The Gel battery is also particularly good at recovery from deep discharge.  AGM batteries can be over-discharged to the point where it is almost impossible to recharge them.  This is because the electrolyte can be driven to almost pure water by the discharge and this leaves no ions in the solution to conduct current (Dell Inspiron 6000 battery).
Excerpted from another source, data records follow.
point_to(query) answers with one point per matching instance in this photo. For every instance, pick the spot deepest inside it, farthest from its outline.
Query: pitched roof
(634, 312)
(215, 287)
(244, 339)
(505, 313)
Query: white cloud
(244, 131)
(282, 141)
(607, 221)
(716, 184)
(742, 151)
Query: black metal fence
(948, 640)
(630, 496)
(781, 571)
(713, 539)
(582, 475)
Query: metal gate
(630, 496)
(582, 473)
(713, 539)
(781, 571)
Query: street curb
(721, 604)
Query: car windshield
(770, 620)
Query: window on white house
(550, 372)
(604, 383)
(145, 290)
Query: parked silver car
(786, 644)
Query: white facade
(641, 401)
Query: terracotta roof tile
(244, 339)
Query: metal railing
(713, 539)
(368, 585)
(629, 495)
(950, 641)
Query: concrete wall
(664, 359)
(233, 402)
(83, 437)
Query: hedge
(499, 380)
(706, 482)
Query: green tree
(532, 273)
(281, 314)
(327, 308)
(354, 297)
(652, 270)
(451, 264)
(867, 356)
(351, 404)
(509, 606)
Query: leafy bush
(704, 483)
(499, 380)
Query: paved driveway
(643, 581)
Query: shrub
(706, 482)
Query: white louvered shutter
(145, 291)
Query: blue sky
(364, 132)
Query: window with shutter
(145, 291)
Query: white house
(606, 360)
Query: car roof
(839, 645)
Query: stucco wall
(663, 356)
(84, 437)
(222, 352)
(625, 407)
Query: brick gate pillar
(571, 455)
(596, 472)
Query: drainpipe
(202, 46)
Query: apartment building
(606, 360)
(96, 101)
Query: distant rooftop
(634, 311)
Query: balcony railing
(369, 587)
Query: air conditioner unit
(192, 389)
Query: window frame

When the battery is connected to the charger, no charger current can flow through the battery to recharge the plates.  The Gel battery due to the tight structure of the Gel always has some ions left to conduct charge current resulting in the excellent recovery form deep discharge characteristics.

BATTERY ABUSE

Another important advantage of the Gel battery is that it is more tolerant to overcharge abuse than AGM batteries.  Almost any loss of water in an AGM battery results in a loss of performance due to the so-called starved electrolyte method of construction.  In a gelled battery, there is commonly an excess of electrolyte that migrates into the plate area providing some water reserve.  In an abusive situation, this reserve can help extend the life of the battery (Dell Inspiron 6400 battery).

CALCIUM ALLOY GRIDS

Another feature of the Gel battery is that it has calcium alloy grids.  Calcium alloy batteries require less overcharge to become fully charged than antimony alloy batteries.  For PV applications where there is limited time and energy available for recharge, this can be a big plus.  A typical antimony alloy battery will require about a 10%, and sometimes more, overcharge to get fully charged.  A Gel battery will require only about 4-7% overcharge and for shallow DOD’s even less.  A significant point in that it shows the superiority of the Gel in certain applications (Toshiba PA3535U-1BRS battery).

STRATIFICATION

One of the reasons that AGM batteries do not cycle as well as a comparable gelled battery is that AGM does stratify.  Gel batteries do not stratify at all due to the hydrogen bonded structure of the Gel.  The acid that is released from the plate during the charge process is absorbed by the Gel and not allowed to run down to the bottom of the cell.  No stratification results in a longer cycle life and a lower self-discharge (Toshiba PA2522U-1BRS battery).